Abstract

Apolipoprotein (apo) E4 has a gene-dose effect on the risk and age of onset of Alzheimer's disease (AD), but the molecular mechanisms are unclear. ApoE undergoes proteolytic cleavage into C-terminal-truncated fragments found in AD brains. The fragments, which are neurotoxic in vitro and cause neurodegeneration and behavioral deficits in transgenic mice, escape the secretory pathway and locate to mitochondria in neuronal cells, leading to mitochondrial dysfunction and loss of synaptic spines. The regulation of mitochondrial distribution is essential to maintaining distinct axonal and dendritic domains in response to local metabolic demand, morphologic plasticity, and synapse formation. We studied the effects of apoE4 and its predominant fragment on mitochondrial dynamics in neurites of differentiated PC12 cells. Time-lapse recordings demonstrated that apoE (7.5 μg/ml, 24 h) alters mitochondrial motility in an isoform-specific manner (apoE4 fragment > apoE4 > apoE3 > apoE2). Exogenous apoE4 and its fragment significantly decreased the percentage of motile mitochondria by 28±7% and 37±5%, respectively, their average speed by 37±10% and 57±6%, and the distance traveled by 60±7% and 73±4%. Similar effects were seen in PC12 cells stably expressing much lower levels of apoE. The apoE4 fragment reduced the activity-dependent response of mitochondria to KCl depolarization to only 45% of that in control cells. In contrast, when neuronal activity was blocked with 1 μM tetrodotoxin, the apoE isoforms had similar effects, suggesting that the detrimental effect of apoE4 and its fragment on mitochondrial dynamics involves an activity-dependent mechanism.

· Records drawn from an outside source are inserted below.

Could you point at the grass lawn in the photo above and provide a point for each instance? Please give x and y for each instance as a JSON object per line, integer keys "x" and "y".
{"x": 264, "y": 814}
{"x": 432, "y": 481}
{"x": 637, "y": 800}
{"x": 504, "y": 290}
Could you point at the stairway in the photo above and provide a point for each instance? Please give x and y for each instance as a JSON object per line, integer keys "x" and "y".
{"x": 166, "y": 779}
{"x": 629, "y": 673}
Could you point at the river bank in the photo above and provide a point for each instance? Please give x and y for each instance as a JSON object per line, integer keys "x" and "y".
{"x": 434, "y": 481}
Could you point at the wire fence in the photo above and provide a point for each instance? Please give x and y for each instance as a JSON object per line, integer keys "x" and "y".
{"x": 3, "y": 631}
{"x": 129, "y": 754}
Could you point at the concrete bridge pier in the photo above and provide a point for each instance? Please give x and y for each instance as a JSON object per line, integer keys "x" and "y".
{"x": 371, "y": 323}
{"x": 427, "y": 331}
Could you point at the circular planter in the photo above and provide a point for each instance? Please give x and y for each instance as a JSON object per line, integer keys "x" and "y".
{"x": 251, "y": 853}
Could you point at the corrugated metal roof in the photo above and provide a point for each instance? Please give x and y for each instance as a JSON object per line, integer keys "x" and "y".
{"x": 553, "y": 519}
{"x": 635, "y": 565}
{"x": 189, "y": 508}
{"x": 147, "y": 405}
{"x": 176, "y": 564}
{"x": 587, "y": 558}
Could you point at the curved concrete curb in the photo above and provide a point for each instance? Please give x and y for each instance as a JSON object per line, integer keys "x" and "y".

The impaired mitochondrial motility was rescued by an R61T mutation in apoE4, which abolishes domain interaction and decreases susceptibility to proteolysis. These results demonstrate that apolipoprotein E4 and its fragment impair mitochondrial dynamics in neuronal cultures and reveal domain interaction as a potentially important drug target in apoE4-associated AD.